The provisions specified from article 6 to article 11, make a summary of all competences and method of interaction with central and local institutions, which, in any case remains an institutional communication as the representatives of the voters’ concerns, and it does not foresee any joint interaction with the voters directly, especially in the legal and time context that we are discussing.
– Rules of Procedures of the Assembly of Albania (as amended); article 40 clarifies the parliamentary activity of MPs by specifying that “MPs are in parliamentary activity when they participate in the plenary session, in meetings of parliamentary committees / subcommittees and councils, in activities inside and outside the country or in activities in their constituencies, by previously informing the respective Assembly Services…”
Meanwhile, article 40/1 also specifies that “the programming of parliamentary activity” during the week or even during the calendar month.
So, from Monday to Thursday, it defines the activity of MPs through their participation in the permanent parliamentary committees or other parliamentary bodies, and in the plenary sessions, as specified by the three-week work calendar of the Assembly.
Meanwhile, on Friday, point 1 specifies that “the Assembly organizes parliamentary activity as per the following rules: ç) On Friday, as a rule, there is the activity of MPs and parliamentary groups for informing the voters on the work of the Assembly and for dealing with the problems that voters have in the regions and in constituencies”.
Also, point 3 of this article specifies that “the fourth calendar week is at the disposal MPs and parliamentary groups for activities specified by point 1, “ç”, of this article”.
– Decision No. 61/2018 “On approval of the Code of Conduct for Member of the Assembly of the Republic of Albania”, which has been approved by the Assembly, and aims, among other things, “to orient the MP to exercise his duty, by defining the ethical principles based on the right standards of behavior and strengthen his integrity during the duration of the mandate”.
This Code is implemented for all aspects of the public life of the MP (article 2, point 1). According to it, “The MP, while exercising his mandate, should act in compliance with the rights and duties foreseen by the legislation in power for the status of the MP, as well as be guided by the principles of legitimacy, honesty, objectivity, transparency and accountability” (article 3).

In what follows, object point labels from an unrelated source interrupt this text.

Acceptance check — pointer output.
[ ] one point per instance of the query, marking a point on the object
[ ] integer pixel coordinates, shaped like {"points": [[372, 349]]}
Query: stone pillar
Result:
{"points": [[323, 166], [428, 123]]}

In relation to the duties of the MP, article 4 of the Code specifies that “The MP regularly participates in the parliamentary and extra parliamentary activity of the Assembly, in compliance with the Rules of Procedure of the Assembly” (point 1), as well as “The MP organizes periodical meetings with the voters, with his initiative or when requested by them. He represents them by taking their opinion on legal initiatives, amendments, decisions and other issues that he drafts, discusses and approves in the Assembly” (point 3).
Article 5 also foresees that “The MP includes and treats without discrimination and with humanism the concerns and needs of the voters that he represents in discussions and debates in the plenary session and in parliamentary committee meetings, while discussing and approving parliamentary documents and action plans, as well as in the legal acts he approves”.
Meanwhile, article 9 foresees that “The MP uses the time of work, resources, staff and the property of the Assembly only to exercise the duties he has been given”.
[vi] We emphasize that this is the first activity prohibited by the CEC since the establishment and functioning of this mechanism, after the amendments to the Electoral Code made in 2020.